New York

Daniel Spoerri

Zabriskie Gallery

With the unconscious long since colonized by art and, indeed, objectified as an artistic cliché, are new dreams still possible? Can enigma redeem banality, or has the hegemony of banality itself become the mystery? Daniel Spoerri’s “Background Landscapes” respond to these questions like a Delphic oracle, suggesting that mystery and banality are inseparable. Each is recognizable in and through the other. There are still mysteries, these pictorial tableaux seem to suggest, but they are commonplace: death, Eros, and the emotions that speak in the name of these drives.

Spoerri has described culture as “an obsession with death”: we futilely try to transcend death—to posit immortality—in the act of acknowledging our mortality. Thus, his famous glued tables preserve the sediment of a meal in an ironical gesture of immortalization, a bad joke of memory—a Dorian Gray experiment that doesn’t work. Similarly, in the “détrompe l’oeil” tableau works mergers of found landscape paintings with attached objects—one is presented with screen memories instead of everlasting universal truths. But then a screen memory is an everlasting private emotional truth.

Spoerri, it seems, was taken by the landscape paintings of an obscure German artist named Erich Bamler, who was enrolled at the Munich academy before World War II, and who Spoerri believes may have been a professional copyist at the Pinakothek. Made for himself, Bamler’s paintings seem naively to express an innocent eroticism. In my opinion, Spoerri purchased them because they comprised Bamler’s entire estate, that is, they were the dream relics of a dead man. The question Spoerri seems to have asked himself was whether these old dreams still had emotional life in them. The first thing he did was to enlarge and transfer the paintings onto fresh canvases with the aid of a computerized technology called scanachrome. Then he transformed them from kitschy dream landscapes into uncanny images by the addition of a variety of found objects, from toy airplanes and animal skulls to seashells and furniture parts, and above all mannequins in various states of fragmentation. This combination of banal paintings and banal objects generates a fresh sense of unconscious mystery. The erotic and death wishes latent in Bamler’s landscapes literally spring out from their flat surfaces in hallucinatory form, indicating that they are less innocent than they appear. Bamler was more twisted—sex and death were inextricably bound together in his mind—than one might suspect. In fact, Spoerri suggests that he was completely mad underneath his neo Böcklinian banality—and it is this madness that redeems his work. In The Elephant, 1991, a monstrous figure strides out of the benign landscape into the spectator’s space. Similarly, The Ram, 1991, threateningly impinges on our space, as though it were a projection of our own unconscious death wish, as an attached scythe implies. Again and again the same sense of confronting our own inner, monstrous, destructive self occurs.

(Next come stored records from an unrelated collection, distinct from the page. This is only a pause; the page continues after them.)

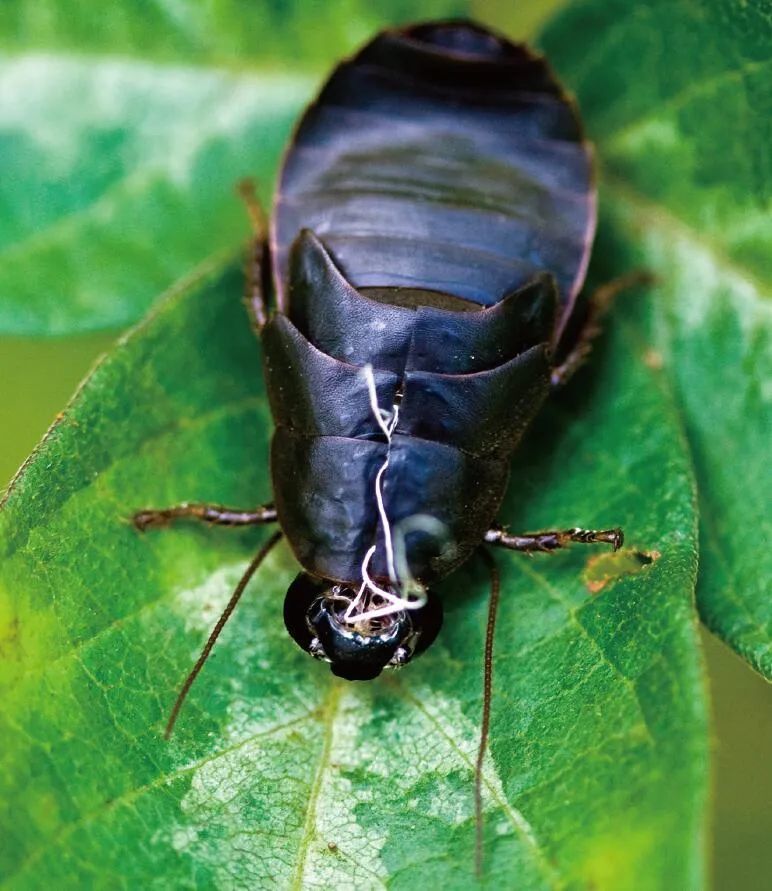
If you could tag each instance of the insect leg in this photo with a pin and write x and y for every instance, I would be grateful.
(226, 614)
(597, 307)
(213, 514)
(258, 252)
(551, 541)
(490, 628)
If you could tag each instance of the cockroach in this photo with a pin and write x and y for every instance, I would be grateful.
(415, 294)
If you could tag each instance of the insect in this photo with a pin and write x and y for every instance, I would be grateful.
(416, 299)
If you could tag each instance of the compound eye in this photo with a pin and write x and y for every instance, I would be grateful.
(401, 657)
(317, 650)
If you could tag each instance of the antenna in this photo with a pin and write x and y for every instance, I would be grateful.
(226, 614)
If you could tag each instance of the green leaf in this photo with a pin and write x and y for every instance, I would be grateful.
(280, 775)
(683, 135)
(123, 134)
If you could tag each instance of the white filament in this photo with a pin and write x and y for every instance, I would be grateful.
(415, 593)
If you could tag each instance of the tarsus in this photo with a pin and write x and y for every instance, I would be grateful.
(226, 614)
(493, 605)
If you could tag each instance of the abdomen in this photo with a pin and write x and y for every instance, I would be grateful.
(441, 173)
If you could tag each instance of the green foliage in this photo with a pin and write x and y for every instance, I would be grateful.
(123, 136)
(683, 138)
(598, 714)
(124, 130)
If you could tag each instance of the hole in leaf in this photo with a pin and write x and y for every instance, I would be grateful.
(603, 569)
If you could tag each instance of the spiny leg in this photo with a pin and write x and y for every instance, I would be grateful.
(214, 514)
(490, 628)
(226, 614)
(551, 541)
(258, 251)
(598, 305)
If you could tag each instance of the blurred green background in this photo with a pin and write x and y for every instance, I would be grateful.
(37, 377)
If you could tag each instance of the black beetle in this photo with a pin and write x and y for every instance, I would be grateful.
(431, 231)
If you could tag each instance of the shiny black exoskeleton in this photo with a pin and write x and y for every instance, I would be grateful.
(415, 298)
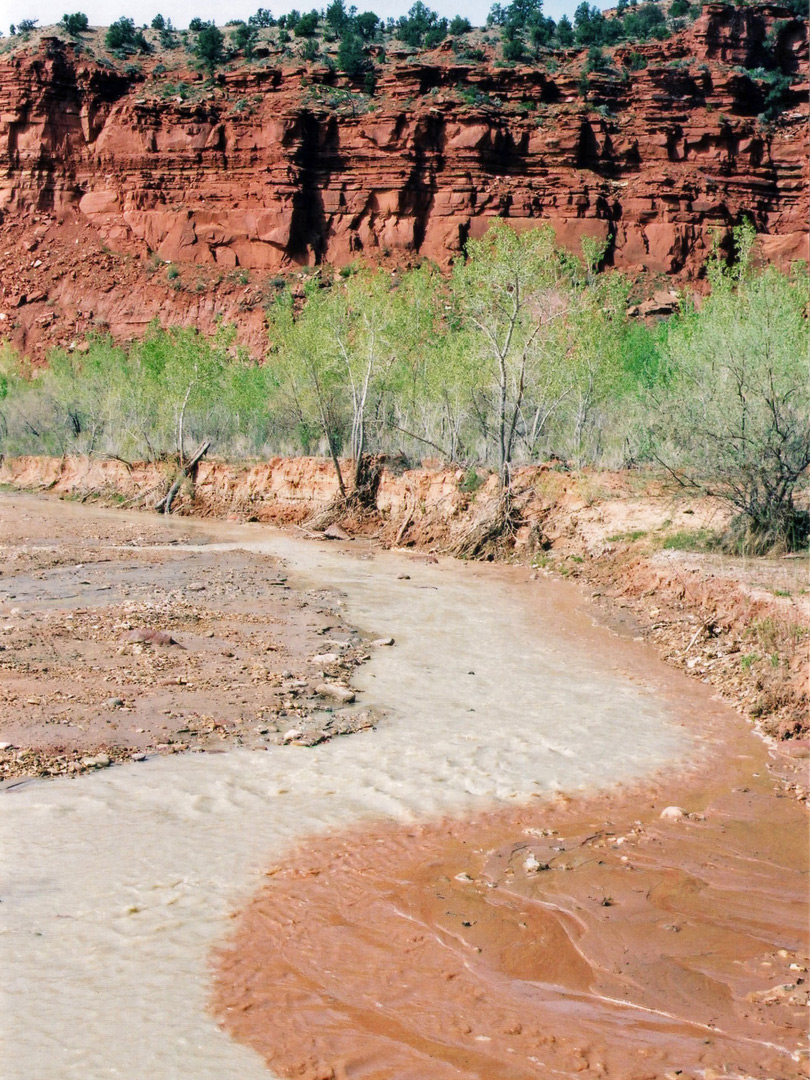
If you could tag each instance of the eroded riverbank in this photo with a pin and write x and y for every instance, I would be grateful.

I believe these works have a profoundly personal meaning. Spoerri was born in Romania, and his father—a Jew who converted to the Evangelical (Lutheran) Church—was arrested and killed in the Holocaust. Spoerri claims to have no memory of his childhood in Romania, and, as he says, he “was never in a Romanian context” in any case, being brought up in a mad world where “my grandfather was Jewish, the country was Orthodox and my father was trying to convert the Jews.” In fact, I believe the dead Bamler functions as a symbol of Spoerri’s dead father, and Bamler’s landscapes represent screen memories of his repressed childhood world—the world in which his father was still alive. “Background Landscapes” suggest the inherent contradictions and complications of that world. In effect, they show him splitting his father in two: one part is the dead Jew represented by the symbols of violent death Spoerri imposes on the scene; the other is the converted Jew who believed he would enter the Christian Kingdom of Heaven, represented by the bland paradisiacal landscapes Bamler painted. Spoerri identifies with both parts, which remain unreconciled in his mind; indeed, the erotically painted landscapes and the deadly found objects disjunct in the very act of coming together. Spoerri’s tableaux show us what the unconscious and its spontaneous dreams can still mean. They offer inner resistance to, and refuse to be reconciled with, the official, socially manufactured dream of reality; in this respect, they will always betray one. In Spoerri’s tableaux, the emotional realism of the true dream confronts and overpowers the false dream of a utopian world, even as it acknowledges its alluring, inescapable presence. Spoerri’s works are a form of mourning for his dead father and for his irretrievable childhood, and they signal the profound conflicts that inform both.